I knew he was ill, very ill. He had, in a rare moment of confidence, confided in me when I had stopped to ask if he was "all right".  No, he wasn't. He told me this and then asked me to keep the matter to myself. He had not told me he was dying although I did wonder. I just knew he was a very sick man. I liked him. He had been very good to me and it shocked me for more than one reason.

Now the staff meeting was left shocked and bewildered by the news. All those highly intelligent academic people had not really noticed how ill one of their own was. And then one of the senior staff asked a question of one of the professors, "How can you sit there and go on smoking when you have just told us about J....?"

His response was, "You never think it is going to happen to you."

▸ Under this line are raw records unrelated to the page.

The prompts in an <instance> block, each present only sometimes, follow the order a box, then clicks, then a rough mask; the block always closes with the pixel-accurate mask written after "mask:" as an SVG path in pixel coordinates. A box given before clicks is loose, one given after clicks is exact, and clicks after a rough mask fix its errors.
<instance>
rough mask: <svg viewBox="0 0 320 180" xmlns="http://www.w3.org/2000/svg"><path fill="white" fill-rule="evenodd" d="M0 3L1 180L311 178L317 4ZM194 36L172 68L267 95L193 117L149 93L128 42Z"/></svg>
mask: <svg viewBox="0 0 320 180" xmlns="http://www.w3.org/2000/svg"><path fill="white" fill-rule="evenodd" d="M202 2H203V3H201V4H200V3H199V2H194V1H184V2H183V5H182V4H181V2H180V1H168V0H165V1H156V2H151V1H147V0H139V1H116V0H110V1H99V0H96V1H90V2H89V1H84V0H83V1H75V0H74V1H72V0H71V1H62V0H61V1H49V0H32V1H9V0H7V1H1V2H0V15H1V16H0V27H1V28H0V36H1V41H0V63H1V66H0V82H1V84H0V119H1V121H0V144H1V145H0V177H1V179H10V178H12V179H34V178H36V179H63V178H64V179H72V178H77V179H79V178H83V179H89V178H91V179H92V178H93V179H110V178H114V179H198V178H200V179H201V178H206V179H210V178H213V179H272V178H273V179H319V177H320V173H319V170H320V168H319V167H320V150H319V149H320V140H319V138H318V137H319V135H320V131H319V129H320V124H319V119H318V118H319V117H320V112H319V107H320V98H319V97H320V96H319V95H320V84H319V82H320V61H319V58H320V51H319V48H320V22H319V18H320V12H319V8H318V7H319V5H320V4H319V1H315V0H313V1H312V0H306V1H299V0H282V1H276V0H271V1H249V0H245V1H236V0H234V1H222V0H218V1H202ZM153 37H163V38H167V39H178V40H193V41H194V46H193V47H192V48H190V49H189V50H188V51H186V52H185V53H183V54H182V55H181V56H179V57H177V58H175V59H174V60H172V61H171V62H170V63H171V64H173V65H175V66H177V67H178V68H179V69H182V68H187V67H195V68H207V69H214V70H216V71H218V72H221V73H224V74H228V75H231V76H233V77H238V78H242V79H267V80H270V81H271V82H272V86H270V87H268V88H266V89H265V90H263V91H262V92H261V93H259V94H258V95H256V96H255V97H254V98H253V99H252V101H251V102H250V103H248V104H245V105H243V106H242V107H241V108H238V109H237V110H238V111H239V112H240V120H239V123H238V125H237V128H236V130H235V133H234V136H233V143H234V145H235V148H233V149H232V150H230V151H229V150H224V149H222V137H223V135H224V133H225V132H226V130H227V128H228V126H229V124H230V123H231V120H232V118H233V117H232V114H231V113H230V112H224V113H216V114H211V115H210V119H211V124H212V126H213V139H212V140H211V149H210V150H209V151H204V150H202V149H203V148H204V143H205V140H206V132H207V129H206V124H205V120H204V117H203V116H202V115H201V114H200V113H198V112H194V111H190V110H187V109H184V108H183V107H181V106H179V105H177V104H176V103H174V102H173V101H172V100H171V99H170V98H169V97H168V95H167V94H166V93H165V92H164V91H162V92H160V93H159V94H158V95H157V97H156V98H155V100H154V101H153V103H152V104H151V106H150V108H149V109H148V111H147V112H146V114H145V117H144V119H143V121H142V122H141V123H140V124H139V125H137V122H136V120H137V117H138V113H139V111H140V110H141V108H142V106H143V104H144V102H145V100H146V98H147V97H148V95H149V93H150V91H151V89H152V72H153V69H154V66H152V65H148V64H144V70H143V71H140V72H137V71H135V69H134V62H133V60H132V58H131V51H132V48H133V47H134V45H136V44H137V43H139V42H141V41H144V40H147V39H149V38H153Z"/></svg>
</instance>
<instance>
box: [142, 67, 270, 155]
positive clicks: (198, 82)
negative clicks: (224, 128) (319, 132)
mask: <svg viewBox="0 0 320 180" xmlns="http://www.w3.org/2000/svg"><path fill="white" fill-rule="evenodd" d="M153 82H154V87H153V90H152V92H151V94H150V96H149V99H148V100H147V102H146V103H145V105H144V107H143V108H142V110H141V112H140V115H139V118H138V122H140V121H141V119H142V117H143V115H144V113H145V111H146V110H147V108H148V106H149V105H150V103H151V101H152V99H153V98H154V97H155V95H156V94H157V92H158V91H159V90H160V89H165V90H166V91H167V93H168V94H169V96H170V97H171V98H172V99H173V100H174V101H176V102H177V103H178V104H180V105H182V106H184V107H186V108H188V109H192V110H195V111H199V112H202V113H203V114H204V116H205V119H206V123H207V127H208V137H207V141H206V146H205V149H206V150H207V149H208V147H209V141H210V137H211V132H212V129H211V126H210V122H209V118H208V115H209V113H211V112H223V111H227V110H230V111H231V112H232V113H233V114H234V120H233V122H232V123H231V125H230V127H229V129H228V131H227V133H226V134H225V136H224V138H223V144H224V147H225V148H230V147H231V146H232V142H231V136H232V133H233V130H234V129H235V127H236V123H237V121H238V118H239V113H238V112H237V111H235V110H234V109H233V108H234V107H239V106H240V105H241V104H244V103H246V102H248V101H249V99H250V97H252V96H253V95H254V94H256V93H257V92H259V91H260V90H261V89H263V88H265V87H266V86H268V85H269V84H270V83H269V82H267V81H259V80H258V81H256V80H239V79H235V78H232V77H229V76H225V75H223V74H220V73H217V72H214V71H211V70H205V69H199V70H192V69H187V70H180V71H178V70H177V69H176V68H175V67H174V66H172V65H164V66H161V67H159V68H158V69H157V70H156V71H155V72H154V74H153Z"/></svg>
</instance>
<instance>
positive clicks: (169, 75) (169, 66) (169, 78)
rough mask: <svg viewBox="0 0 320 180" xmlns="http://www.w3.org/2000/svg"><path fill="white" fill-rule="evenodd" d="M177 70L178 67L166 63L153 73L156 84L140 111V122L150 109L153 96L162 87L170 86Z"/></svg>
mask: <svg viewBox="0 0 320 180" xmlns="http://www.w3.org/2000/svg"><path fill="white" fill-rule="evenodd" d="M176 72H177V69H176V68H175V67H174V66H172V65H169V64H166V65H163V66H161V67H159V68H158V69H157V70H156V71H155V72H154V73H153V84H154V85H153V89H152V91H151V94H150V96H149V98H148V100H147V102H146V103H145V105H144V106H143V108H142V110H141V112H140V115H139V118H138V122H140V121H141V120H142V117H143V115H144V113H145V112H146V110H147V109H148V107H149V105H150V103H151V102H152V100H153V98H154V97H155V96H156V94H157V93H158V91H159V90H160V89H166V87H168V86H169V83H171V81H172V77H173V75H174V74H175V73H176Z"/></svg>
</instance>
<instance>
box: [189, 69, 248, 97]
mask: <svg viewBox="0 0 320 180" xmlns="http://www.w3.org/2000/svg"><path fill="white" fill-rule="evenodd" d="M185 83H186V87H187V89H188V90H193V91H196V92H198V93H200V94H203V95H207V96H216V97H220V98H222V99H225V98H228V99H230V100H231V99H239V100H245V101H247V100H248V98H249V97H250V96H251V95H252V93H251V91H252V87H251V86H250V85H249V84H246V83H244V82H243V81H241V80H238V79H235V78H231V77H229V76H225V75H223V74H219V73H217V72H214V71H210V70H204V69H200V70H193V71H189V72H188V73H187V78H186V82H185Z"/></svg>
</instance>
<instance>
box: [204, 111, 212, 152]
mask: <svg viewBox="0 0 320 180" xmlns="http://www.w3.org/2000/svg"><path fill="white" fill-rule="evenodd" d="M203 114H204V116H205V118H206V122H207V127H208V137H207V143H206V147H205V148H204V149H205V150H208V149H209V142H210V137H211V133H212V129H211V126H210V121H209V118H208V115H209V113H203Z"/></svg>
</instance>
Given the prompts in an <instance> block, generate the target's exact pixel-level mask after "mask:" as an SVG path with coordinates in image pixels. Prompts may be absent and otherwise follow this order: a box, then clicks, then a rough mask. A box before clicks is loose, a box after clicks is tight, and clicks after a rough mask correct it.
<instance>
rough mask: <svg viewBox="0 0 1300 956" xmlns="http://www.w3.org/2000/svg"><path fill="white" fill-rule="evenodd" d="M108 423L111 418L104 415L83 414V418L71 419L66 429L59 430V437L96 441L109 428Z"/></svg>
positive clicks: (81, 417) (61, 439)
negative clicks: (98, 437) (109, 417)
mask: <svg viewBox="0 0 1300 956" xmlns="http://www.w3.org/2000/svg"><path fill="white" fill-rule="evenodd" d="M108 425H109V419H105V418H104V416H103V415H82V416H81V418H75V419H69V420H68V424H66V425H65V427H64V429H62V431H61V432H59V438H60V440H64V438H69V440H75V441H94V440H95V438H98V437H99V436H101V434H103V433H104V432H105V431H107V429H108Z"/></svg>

That has to be it. We never want to believe that anything like that is going to happen to us. We see all the bad news. We hear all the bad news. We talk about all the bad news. But, bad news happens to other people. It doesn't happen to us. Our families are not the families who are supposed to have children die young or young children left without a parent. They are not supposed get ill or lose their jobs or get into trouble with the law or any of the thousand and one things that happen to other people.

All I can think of those idiots yesterday is that they are thinking like this. They don't believe anything is going to happen to them. I hope it doesn't - apart from a hefty fine for their stupid, selfish behaviour.